The Shattering is a first-person game where you explore rooms and environments, pick up specific objects, and open doors. Doing so, however, can be unique in its presentation. At one point in the game, The Shattering turns John into a child who, due to circumstances beyond his control, has been thrust into a very hostile educational system. In another, John literally just needs to unpack his life into a brand-new house; while an earlier section takes you through a collection of hotel corridors reminiscent of Silent Hill: The Room. Finding objects is not challenging at all and is just a matter of walking up to something and pressing the interact button. John will usually have a line or two to say (or think) about the objects, or the objects themselves will be accompanied by some text.

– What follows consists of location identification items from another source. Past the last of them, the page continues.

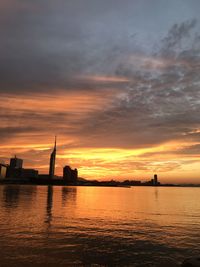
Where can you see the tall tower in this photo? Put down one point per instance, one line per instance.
(52, 162)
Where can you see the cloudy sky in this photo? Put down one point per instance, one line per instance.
(117, 81)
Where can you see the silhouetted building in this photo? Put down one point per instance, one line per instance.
(28, 174)
(52, 162)
(16, 163)
(3, 171)
(69, 175)
(15, 167)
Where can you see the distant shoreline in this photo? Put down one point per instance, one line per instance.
(88, 183)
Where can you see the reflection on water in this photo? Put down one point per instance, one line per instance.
(85, 226)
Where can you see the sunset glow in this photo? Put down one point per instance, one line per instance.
(123, 98)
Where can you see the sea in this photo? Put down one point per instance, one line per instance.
(98, 226)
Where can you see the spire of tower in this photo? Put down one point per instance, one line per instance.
(55, 142)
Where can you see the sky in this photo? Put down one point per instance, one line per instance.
(117, 81)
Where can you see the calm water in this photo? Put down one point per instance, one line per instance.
(97, 226)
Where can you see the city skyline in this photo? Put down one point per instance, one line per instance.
(121, 92)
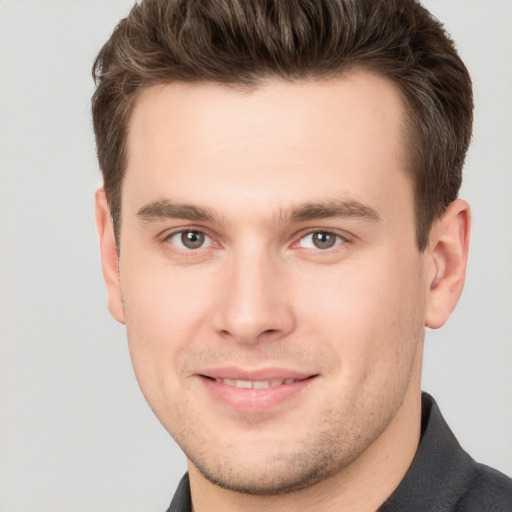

I expected a few more puzzles than the game admittedly ended up including but at least they were tasteful and not-at-all inappropriately placed (like some other titles in the genre). There is a lot of walking to be done, however — even more than what was expected. I think it largely comes down to the length of the game (which rounds out to around seven hours with added sight-seeing). Not even Firewatch attempted to be that lengthy! I would say that The Shattering stretches itself a little bit thin at times with the amount of room-to-room walking, but I am willing to acknowledge how the experience directly correlates to the larger story being told. I will concede how surprising and unique some of the game’s scenarios were, many of which I have yet to see in any other title. Alas, beyond having my own thoughts about these scenarios, I found myself caring very little for John Evans and the people he interacted with throughout the entire experience.
Narrative issues aside, the largely black and white visual style is a treat. Every room is saturated with nothing but light and shadow with prevailing grayscale monochrome tones. Light sources have a nice amount of bloom to them while dark areas, like the inside of a mock tent, are darkened out completely. Sometimes there are other colours as well, such as red lights in the kitchen, yellow (or warm) lights that shine on key objects, and even the occasional purple blip here and blue keycard art there. I do appreciate unique visual storytelling and The Shattering makes an amicable attempt at giving players an intriguing visual retelling of events that lead up to John’s mental breakdown. It also helps how some rooms are incredibly spacious while others are cluttered and filled with junk. This beautifully captures the mind of an individual coping with unique metal issues. The way rooms contort and change is a nice touch too. I just wish this facet of the game played well with the actual delivery of the story. Alas, it does not.
Whether you like methodically making your way from room to room and figuring out the greater narrative, or prefer long and lengthy spoken and/or text-based narratives that explain every single detail of the story, The Shattering should sit well with you. It has a decent blend of both, which are further complemented by the unique aesthetic. A pity then, how the player-character and accompanying cast are not as stimulating as the rest of the game. As a result, the overall experience is a mixed bag of genre filling tropes, ultimately boiling down to an adequate experience at best. Hopefully future titles from Super Sexy Software will only improve on the best parts of The Shattering.